Essencialmente realista e vitalista, o cearense Belchior, na mesma linha das ideias defendidas por Friedrich Nietzsche, via a experiência com a realidade como o verdadeiro espaço da emancipação do ser humano. Vemos isso em “A palo seco”, por exemplo, quando diz: “Se você vier me perguntar por onde andei no tempo em que você sonhava, de olhos abertos, lhe direi: amigo, eu me desesperava. ” Um pé no chão que reaparece também em “Alucinação”, à base de afirmações como: “Eu não estou interessado em nenhuma teoria, nem nessas coisas do Oriente, romances astrais... A minha alucinação é suportar o dia-a-dia e meu delírio é experiência com coisas reais. ”
Em sua obra, portanto, temos a arte como uma das vias de emancipação humana, ou seja, um instrumento para a libertação dos sentidos que possibilitaria a vivência de coisas novas, cravadas no cotidiano, cantado e contado em suas belas músicas. Na mesma perspectiva, Nietzsche pensava a beleza da arte como um estímulo à fruição da vida. Afirmava que ela só era possível com a manifestação da vontade de potência dos sentidos fisiológicos. O filósofo, portanto, comparava a verdadeira arte a Dionísio, divindade grega da festa, do sexo, da alegria, da liberdade, enfim, dos sentidos do corpo e dos afetos inebriados.
Para se afirmar como um dos grandes compositores da nossa música (e um dos mais geniais, ao meu sentir), Antônio Carlos Belchior atravessou terrenos divisórios entre o corpo e a alma, forjando sua discografia sem a sede da fama fácil e da popularidade passageira. Buscou mostrar, para tanto, na crueza da realidade, na sinceridade das coisas, a dor que nos ensina a melhor sorver os momentos de alegria. Afinal, como ele cantava, “a felicidade é uma arma quente.”
Ademais, o tom das críticas presentes em suas letras mexia com nossas frustrações ideológicas, filosóficas e políticas. Sua música, feita para esse mundo onde nem tudo são flores, despertava em nós uma lucidez luminosa, difícil de encontrar em outros artistas.
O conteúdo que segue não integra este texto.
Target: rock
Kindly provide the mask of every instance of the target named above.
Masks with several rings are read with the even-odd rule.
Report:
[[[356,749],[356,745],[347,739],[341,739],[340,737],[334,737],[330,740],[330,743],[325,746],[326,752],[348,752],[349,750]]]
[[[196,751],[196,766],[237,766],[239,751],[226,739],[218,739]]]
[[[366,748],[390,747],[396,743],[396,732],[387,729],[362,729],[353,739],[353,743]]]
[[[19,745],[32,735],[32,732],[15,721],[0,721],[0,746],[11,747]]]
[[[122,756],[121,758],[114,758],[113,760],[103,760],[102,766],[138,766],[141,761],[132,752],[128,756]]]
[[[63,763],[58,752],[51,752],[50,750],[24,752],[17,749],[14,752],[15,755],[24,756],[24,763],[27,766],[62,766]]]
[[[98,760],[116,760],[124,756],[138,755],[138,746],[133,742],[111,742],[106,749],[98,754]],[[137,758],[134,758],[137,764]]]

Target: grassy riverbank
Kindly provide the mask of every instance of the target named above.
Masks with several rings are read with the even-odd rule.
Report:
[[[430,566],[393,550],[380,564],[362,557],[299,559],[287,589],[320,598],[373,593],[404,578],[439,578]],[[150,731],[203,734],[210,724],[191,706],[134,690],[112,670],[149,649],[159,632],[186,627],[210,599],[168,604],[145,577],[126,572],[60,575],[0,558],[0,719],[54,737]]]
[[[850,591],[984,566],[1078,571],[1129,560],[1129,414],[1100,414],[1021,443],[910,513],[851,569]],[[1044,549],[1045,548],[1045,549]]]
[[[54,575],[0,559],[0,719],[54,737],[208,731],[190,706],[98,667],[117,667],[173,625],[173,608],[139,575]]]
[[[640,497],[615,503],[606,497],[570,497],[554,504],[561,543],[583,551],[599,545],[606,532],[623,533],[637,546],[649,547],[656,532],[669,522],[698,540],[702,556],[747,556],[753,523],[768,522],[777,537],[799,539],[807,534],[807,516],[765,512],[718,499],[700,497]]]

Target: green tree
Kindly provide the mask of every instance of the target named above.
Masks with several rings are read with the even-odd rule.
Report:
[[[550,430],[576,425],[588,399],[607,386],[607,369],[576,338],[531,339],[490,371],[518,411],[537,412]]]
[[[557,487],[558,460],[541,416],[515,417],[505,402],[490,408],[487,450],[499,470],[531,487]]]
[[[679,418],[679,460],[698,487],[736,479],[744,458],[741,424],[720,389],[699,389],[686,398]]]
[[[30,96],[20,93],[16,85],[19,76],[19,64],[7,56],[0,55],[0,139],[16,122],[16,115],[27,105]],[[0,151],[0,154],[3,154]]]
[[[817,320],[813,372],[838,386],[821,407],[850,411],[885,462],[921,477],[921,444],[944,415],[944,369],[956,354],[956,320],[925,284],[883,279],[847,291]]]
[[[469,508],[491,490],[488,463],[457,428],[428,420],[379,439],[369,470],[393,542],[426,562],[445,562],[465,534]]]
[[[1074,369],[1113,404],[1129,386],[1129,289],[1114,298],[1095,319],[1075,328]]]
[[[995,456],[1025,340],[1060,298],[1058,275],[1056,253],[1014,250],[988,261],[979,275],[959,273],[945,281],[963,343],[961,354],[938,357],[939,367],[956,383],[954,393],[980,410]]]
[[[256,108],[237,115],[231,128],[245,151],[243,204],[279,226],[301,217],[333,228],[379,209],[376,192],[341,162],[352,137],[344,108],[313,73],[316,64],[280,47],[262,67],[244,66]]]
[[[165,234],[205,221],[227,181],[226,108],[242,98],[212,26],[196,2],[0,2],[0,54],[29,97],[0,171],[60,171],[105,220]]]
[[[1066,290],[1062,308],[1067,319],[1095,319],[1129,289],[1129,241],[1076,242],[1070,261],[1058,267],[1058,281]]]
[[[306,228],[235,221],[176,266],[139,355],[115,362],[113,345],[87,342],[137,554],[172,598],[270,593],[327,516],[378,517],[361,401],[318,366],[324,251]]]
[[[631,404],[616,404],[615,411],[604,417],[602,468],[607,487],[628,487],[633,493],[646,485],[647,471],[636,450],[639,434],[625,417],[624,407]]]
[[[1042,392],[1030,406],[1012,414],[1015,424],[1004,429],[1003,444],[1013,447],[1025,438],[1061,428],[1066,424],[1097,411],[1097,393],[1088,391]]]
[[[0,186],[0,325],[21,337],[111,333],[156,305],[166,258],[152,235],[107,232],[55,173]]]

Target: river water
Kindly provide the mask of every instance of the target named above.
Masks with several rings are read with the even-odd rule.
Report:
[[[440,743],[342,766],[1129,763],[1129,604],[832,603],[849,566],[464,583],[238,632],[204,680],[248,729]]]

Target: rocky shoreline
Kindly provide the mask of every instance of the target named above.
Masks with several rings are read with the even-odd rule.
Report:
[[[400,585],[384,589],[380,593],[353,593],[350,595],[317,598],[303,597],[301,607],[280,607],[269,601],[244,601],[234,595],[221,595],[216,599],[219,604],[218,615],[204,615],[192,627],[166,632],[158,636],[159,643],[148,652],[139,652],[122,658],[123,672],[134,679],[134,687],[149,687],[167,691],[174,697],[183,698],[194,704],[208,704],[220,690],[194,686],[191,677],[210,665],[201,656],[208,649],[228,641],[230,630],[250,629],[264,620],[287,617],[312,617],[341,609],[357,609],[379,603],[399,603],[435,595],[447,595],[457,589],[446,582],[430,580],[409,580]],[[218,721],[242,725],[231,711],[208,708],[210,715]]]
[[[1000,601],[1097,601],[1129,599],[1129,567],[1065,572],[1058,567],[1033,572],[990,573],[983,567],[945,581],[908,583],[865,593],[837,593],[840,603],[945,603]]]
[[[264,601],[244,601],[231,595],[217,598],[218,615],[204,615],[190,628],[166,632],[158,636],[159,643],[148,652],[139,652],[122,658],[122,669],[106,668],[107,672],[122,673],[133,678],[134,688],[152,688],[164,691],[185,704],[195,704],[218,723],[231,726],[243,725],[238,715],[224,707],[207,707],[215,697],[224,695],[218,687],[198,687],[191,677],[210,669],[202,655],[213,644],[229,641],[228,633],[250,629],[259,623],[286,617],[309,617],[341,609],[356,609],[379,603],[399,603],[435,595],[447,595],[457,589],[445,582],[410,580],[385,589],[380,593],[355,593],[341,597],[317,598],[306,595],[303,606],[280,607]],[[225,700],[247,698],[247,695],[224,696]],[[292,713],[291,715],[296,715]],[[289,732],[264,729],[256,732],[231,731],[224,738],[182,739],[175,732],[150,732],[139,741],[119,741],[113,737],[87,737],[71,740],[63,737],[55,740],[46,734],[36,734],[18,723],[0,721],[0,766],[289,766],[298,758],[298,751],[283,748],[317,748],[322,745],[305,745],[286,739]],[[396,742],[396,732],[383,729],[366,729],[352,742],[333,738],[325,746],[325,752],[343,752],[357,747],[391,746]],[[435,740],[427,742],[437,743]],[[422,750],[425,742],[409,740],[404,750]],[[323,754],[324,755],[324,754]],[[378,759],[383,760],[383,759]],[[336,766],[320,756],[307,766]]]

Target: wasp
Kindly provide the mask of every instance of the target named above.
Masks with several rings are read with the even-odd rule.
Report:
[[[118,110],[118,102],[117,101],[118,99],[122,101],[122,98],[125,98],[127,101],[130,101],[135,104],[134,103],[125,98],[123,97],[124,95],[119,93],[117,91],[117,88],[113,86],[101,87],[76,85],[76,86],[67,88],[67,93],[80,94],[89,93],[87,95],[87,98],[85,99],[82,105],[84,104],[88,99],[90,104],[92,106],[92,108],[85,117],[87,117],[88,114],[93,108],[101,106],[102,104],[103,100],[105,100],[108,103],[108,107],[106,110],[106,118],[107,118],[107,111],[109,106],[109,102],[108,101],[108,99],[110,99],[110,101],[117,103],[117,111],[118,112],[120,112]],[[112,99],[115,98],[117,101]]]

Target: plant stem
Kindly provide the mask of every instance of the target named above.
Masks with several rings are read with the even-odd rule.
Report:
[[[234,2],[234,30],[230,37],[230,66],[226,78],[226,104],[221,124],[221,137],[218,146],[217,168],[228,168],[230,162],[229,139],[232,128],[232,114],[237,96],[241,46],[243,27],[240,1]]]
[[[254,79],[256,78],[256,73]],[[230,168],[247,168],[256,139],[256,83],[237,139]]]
No livro intitulado “Humano, demasiado humano”, Nietzsche aponta para aquele que seria o destino do espírito verdadeiramente livre, afirmando que: “Quem alcançou em alguma medida a liberdade da razão, não pode se sentir mais que um andarilho sobre a Terra e não um viajante que se dirige a uma meta final: pois esta não existe. Mas ele observará e terá olhos abertos para tudo quanto realmente sucede no mundo; por isso não pode atrelar o coração com muita firmeza a nada em particular; nele deve existir algo errante, que tenha alegria na mudança e na passagem. ”
Esta
sentença define muito bem quem foi para mim Belchior: além de um grande
compositor, um espírito livre. Um ser errante, poeta-músico e filósofo do constante
devir, que andou caminho errado “pela
simples alegria de ser”. Ser do algum lugar e do lugar nenhum. Afinal, “o mundo inteiro está naquela estrada ali na
frente”.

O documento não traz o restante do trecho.